Depois de ter sido o ator principal da forte quebra nas safras de grãos, fibras e cana-de-açúcar – e do recuo do PIB agropecuário nos primeiros meses do ano -, o clima deverá voltar à cena com surpresas para a agricultura brasileira.
O fenômeno climático que trouxe a catastrófica estiagem do verão (La Niña, esfriamento das águas do Oceano Pacífico) está perdendo espaço para o fenômeno oposto (El Niño), que será agora responsável por antecipar em quase em mês a estação de chuvas. Se confirmadas, as precipitações fora de época trarão problemas para cana e café, mas benefícios para o plantio de soja.
Neste momento, explica Eduardo Gonçalves, da Somar Meteorologia, o clima está na transição do La Niña para o El Niño (aquecimento das águas do Pacífico). Por isso as instabilidades em curso, como as chuvas atípicas do mês de junho. No mês passado, na maior parte do país choveu mais de duas vezes a média esperada. Isso por causa do aquecimento das águas da costa do Sudeste para níveis 1,5 graus Celsius acima do normal.
O café e a cana-de-açúcar foram as culturas mais afetadas pelas chuvas do mês passado. O café, em fase de colheita, teve sua qualidade afetada em regiões importantes, como o sul de Minas Gerais, sobretudo os cafés finos. Uma antecipação da estação de chuvas para o início de setembro deve ainda atrapalhar o fim da colheita do grão.

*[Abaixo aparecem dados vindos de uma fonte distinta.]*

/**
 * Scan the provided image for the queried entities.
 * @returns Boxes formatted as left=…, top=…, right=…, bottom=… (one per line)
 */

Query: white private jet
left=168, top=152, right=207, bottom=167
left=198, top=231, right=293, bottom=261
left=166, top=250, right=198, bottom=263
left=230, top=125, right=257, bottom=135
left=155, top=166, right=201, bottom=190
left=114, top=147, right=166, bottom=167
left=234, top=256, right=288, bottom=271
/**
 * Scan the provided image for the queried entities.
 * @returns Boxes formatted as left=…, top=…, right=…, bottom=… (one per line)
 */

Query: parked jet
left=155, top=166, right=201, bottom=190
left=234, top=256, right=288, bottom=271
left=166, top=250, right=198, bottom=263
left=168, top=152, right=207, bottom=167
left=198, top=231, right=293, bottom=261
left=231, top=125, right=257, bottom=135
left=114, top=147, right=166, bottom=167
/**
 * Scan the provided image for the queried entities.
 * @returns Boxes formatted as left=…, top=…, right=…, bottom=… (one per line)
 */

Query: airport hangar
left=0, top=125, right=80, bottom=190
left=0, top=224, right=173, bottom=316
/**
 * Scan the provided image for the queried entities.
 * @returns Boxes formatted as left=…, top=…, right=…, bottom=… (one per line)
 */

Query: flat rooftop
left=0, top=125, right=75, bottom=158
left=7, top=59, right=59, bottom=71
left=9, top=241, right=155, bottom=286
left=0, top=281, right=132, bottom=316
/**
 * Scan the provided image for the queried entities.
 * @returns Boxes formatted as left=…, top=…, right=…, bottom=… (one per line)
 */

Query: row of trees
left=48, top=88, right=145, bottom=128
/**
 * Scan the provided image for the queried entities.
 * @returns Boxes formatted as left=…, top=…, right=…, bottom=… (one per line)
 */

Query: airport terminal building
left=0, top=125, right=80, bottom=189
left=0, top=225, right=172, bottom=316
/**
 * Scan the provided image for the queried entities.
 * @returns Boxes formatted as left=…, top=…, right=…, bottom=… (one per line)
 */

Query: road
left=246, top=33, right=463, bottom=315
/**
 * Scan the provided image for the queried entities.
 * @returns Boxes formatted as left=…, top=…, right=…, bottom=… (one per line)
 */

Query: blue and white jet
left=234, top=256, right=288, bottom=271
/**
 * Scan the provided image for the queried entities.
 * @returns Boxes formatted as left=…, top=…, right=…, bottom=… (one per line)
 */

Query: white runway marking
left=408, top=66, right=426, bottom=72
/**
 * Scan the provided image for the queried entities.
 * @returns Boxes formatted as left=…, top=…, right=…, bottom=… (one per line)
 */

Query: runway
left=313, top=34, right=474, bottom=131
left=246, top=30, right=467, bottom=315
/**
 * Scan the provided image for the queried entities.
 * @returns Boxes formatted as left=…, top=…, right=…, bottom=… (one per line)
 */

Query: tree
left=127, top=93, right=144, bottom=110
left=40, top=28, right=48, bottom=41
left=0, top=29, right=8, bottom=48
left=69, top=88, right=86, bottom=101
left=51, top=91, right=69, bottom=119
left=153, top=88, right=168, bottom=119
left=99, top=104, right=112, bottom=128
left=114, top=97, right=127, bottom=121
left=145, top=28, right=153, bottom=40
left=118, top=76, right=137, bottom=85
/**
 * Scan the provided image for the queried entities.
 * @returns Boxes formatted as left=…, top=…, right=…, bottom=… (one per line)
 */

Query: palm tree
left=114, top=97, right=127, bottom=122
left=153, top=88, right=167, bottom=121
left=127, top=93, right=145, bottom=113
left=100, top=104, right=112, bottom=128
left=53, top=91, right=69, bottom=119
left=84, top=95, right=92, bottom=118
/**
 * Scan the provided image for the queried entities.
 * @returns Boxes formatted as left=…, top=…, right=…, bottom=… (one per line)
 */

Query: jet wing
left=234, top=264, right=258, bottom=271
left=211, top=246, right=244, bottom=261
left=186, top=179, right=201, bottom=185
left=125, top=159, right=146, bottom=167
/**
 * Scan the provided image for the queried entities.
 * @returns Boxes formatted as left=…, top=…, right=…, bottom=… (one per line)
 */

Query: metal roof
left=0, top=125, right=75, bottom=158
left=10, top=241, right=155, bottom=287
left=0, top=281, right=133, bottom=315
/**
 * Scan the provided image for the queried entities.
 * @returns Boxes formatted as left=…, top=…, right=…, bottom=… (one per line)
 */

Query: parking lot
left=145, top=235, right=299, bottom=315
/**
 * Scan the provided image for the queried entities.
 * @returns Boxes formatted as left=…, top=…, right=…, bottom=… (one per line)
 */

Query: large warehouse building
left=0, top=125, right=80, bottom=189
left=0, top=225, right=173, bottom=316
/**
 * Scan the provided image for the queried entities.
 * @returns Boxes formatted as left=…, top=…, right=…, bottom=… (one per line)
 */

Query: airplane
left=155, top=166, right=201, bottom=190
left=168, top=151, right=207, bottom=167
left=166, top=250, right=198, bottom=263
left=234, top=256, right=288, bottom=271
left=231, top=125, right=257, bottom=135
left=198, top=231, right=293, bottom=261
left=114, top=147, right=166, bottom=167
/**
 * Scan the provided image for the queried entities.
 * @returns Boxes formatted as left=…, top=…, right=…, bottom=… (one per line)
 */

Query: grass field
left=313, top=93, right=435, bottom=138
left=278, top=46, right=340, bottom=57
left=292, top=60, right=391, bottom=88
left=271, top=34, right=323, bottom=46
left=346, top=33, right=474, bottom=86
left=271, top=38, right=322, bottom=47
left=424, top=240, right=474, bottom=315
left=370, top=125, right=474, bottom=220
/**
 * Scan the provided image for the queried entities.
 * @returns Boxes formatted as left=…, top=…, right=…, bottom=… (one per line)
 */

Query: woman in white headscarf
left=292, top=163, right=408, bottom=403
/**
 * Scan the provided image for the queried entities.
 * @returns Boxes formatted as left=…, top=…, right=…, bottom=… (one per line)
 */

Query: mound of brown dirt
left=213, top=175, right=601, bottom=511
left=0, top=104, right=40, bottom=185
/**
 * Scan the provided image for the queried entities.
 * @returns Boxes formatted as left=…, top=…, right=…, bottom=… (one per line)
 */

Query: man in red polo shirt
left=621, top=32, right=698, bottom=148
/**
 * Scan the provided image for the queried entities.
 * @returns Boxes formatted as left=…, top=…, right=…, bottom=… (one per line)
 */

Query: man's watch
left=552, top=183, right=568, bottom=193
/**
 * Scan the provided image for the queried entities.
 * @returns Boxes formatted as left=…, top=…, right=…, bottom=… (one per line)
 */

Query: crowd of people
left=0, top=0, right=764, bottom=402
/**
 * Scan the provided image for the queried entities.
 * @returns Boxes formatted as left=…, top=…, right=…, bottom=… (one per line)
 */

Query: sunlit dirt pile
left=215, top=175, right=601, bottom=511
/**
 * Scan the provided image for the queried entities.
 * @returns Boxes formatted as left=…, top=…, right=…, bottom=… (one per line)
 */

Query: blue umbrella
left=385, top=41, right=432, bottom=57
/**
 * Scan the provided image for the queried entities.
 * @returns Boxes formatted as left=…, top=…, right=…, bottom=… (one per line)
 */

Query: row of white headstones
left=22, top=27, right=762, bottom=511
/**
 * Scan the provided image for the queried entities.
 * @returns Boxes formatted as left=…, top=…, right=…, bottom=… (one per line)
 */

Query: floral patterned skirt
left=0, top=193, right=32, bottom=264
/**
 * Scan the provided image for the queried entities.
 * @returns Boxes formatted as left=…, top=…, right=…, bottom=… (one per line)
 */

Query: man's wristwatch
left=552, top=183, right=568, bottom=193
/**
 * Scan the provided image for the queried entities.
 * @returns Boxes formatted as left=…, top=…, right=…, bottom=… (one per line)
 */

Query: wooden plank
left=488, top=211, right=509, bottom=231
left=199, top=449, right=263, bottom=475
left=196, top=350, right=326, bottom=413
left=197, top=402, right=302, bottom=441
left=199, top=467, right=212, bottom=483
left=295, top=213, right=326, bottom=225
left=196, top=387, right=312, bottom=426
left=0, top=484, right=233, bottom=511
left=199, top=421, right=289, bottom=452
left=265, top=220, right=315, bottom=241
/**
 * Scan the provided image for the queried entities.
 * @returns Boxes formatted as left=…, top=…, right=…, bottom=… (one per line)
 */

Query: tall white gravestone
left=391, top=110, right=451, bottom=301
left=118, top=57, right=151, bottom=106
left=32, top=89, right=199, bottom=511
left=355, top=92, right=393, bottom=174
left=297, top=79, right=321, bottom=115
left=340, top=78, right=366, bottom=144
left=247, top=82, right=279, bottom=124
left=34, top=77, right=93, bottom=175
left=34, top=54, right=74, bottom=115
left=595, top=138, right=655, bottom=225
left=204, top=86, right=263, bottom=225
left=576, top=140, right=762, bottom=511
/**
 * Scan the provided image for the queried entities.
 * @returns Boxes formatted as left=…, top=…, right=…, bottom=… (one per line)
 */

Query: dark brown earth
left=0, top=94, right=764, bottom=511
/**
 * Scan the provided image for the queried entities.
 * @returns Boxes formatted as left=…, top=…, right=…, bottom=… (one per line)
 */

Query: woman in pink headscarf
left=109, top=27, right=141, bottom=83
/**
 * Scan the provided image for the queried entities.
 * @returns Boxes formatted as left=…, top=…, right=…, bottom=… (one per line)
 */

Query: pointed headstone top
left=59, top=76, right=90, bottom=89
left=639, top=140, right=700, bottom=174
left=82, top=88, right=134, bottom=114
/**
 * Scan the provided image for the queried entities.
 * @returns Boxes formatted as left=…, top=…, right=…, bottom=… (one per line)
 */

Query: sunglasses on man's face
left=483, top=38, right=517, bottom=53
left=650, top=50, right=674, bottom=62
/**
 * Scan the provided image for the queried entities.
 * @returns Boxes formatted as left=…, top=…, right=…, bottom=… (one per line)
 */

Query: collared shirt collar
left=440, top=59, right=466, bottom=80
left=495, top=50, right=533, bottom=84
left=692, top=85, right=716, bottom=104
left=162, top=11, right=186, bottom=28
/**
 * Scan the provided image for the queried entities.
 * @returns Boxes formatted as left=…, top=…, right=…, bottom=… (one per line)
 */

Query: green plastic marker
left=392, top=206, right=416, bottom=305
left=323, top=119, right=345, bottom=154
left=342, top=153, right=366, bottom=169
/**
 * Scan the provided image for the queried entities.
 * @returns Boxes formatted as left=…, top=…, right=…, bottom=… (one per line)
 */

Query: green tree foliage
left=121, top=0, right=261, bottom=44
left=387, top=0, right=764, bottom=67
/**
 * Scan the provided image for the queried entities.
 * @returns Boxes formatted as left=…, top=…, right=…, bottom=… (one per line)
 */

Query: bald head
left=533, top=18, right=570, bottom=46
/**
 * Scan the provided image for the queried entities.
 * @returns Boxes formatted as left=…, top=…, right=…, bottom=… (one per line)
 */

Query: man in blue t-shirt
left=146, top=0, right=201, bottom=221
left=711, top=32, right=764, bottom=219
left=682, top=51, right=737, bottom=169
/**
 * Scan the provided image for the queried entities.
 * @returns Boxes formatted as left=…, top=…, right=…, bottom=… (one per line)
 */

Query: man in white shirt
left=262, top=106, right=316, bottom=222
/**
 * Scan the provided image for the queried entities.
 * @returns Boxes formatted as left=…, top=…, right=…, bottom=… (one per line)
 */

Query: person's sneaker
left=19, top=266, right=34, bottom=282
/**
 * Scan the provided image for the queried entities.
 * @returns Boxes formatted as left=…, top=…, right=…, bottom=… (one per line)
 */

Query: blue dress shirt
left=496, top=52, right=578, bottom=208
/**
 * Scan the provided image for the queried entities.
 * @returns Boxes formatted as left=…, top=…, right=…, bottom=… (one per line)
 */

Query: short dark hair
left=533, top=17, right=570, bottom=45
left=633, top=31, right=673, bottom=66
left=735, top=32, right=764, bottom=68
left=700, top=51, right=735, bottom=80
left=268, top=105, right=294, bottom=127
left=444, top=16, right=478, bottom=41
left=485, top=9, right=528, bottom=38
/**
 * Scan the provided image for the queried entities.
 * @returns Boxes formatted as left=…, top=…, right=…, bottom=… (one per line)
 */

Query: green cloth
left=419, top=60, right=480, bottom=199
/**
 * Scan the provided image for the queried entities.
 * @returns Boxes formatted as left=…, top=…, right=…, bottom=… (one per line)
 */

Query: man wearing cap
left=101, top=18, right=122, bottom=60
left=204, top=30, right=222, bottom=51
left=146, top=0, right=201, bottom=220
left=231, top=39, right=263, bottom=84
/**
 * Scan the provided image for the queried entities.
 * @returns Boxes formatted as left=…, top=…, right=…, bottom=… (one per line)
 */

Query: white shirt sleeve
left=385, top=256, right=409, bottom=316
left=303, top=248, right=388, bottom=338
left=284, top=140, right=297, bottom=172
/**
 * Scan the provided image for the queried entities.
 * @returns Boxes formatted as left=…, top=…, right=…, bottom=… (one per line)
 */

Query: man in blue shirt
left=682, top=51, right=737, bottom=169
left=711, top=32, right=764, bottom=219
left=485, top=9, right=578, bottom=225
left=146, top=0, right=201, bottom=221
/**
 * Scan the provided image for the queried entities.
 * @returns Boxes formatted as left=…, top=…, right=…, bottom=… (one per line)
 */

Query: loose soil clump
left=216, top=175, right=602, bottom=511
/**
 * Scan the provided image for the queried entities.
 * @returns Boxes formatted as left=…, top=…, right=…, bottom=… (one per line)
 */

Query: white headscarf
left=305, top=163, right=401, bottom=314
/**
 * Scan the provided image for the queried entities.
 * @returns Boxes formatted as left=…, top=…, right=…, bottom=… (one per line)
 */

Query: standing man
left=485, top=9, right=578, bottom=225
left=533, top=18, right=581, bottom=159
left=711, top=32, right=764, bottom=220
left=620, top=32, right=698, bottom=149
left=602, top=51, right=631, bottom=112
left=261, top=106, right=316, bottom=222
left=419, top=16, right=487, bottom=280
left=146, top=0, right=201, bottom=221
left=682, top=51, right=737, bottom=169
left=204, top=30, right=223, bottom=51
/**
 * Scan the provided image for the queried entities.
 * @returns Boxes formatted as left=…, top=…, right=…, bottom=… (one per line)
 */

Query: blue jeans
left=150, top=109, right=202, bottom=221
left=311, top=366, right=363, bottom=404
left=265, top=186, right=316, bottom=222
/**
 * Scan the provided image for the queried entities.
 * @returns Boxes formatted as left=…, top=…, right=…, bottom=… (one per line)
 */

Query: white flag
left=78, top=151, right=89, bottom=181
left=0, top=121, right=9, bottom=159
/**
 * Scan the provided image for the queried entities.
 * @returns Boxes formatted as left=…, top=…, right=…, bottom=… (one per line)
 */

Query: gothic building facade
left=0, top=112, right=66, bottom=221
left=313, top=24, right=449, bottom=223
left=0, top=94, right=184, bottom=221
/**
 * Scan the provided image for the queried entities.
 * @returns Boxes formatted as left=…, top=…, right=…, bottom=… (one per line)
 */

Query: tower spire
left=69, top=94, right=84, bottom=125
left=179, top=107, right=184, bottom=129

A cana no Centro-Sul do país atrofiou com a estiagem do primeiro trimestre, e as usinas tiveram que reduzir em 40 milhões de toneladas suas expectativas de moagem, para 509 milhões de toneladas. Em seguida, postergaram o início da moagem na esperança de que a cana se desenvolvesse um pouco mais. No entanto, em meados de maio e em junho as chuvas fora de época interromperam a colheita e reduziram a qualidade da cana. Somente em Piracicaba (SP), um importante polo canavieiro, choveu 198 milímetros (mm) no mês de junho, quando a média é de 47 mm, afirma a Somar.
Dias perdidos de moagem geralmente são recuperados com a postergação do fim da safra. No entanto, se de fato a estação de chuvas se antecipar, as usinas podem não conseguir moer tudo o que previam e terão que deixar cana em pé para processar em 2013.
Mas as chuvas prematuras não trarão apenas malefícios. Principalmente para as culturas de grãos e fibras, espera-se bons efeitos. Se trouxer solos mais úmidos no começo de setembro como promete o El Niño, as precipitações ajudarão no plantio de soja das variedades de soja superprecoces no maior Estado produtor da oleaginosa do país: Mato Grosso. O Estado planta o grão a partir de 15 de setembro para colhê-lo em janeiro e, em seguida, plantar a segunda safra de milho ou algodão.
Assim, é preciso que o plantio de soja ocorra no tempo certo para não aumentar o risco climático do milho e algodão da segunda safra. Até lá, no curtíssimo prazo, as culturas em fase de colheita – cana, laranja e café – terão algum alento, pois até agosto, a previsão é de clima seco.
Na safra 2011/12, o Nordeste e o Sul do país foram as regiões mais afetadas pela estiagem. Segundo levantamento da Companhia Nacional de Abastecimento (Conab) as culturas de feijão e de milho tiveram perdas de 80% no semiárido nordestino. O algodão também sofreu, sobretudo na Bahia, segundo maior produtor nacional. A redução da produtividade da pluma atingiu 17% em consequência da pior seca das últimas décadas.
No Sul do país, a seca provocou perdas de 43,8% na soja gaúcha e de 29% nas lavouras do grão no Paraná. Os campos de soja de Mato Grosso do Sul também perderam 10,5% em produtividade.